After the bank holidays on the 2nd of January 2024 I went back to my GP who decided to up my dose to the maximum. Things did eventually calm down but I new in myself I didn't feel right. I decided I wanted to give the Citalopram a chance to work untill late June this year (2024) I had a chat with my new GP. I told her I'd had enough and I wanted my life back. I wanted to enjoy life instead of being scared of it. She was brilliant. She explained that the meds I had been on wasn't the only option.
She explained that the Sertraline and the Citalopram were a family of SSRI's and she thought it was about time I met the new family which was the SNRI's and that's how I found Mirtazapine.
Let me just start by saying Mirtazapine gave me a new lease of life. I was started on the low dose of 15mg while cross tapering off of the Citalopram. After day 4 things were looking up. I felt the best I had felt for at least 7 years. I started booking holidays. Making plans with my family. Things were great.
The only downside to these little gems is the most common side effect. Sedation. I was sleeping very very well at night but getting up in a morning was a nightmare. I carried on but things were still the same.
Last week I found out that a close friend was on Mirtazapine and they changed his life forever. However he did tell me that he moved onto a higher dose to 30mg as they're apparently a lot less sedative. Last Monday the 22nd of July 24 I had a review on my meds and we discussed about moving up to the 30 like my friend. I told her how good I felt in myself but how tired I felt in a morning missing alarms for work etc.
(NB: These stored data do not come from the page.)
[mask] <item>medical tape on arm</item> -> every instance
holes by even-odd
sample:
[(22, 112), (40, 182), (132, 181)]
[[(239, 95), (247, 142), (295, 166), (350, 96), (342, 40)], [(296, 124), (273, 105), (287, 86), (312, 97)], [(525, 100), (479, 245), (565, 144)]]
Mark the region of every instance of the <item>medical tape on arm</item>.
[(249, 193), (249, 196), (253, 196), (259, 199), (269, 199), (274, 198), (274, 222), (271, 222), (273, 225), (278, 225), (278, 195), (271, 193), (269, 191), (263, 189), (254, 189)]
She told me that he was correct and said she was happy to move me up to the 30mg which I.started that very same night.
Here's where I need people's views.
1 week later I have been on the 30 mg. I have a very mild but constant headache and I feel oh so tired all day. I seem to be getting up fine in the morning but very tired and lethargic in the day time. I want to no if this is just a sideeffect that will be constant or will go away over time.
Many thanks for reading and I hope I havnt bored anyone to death.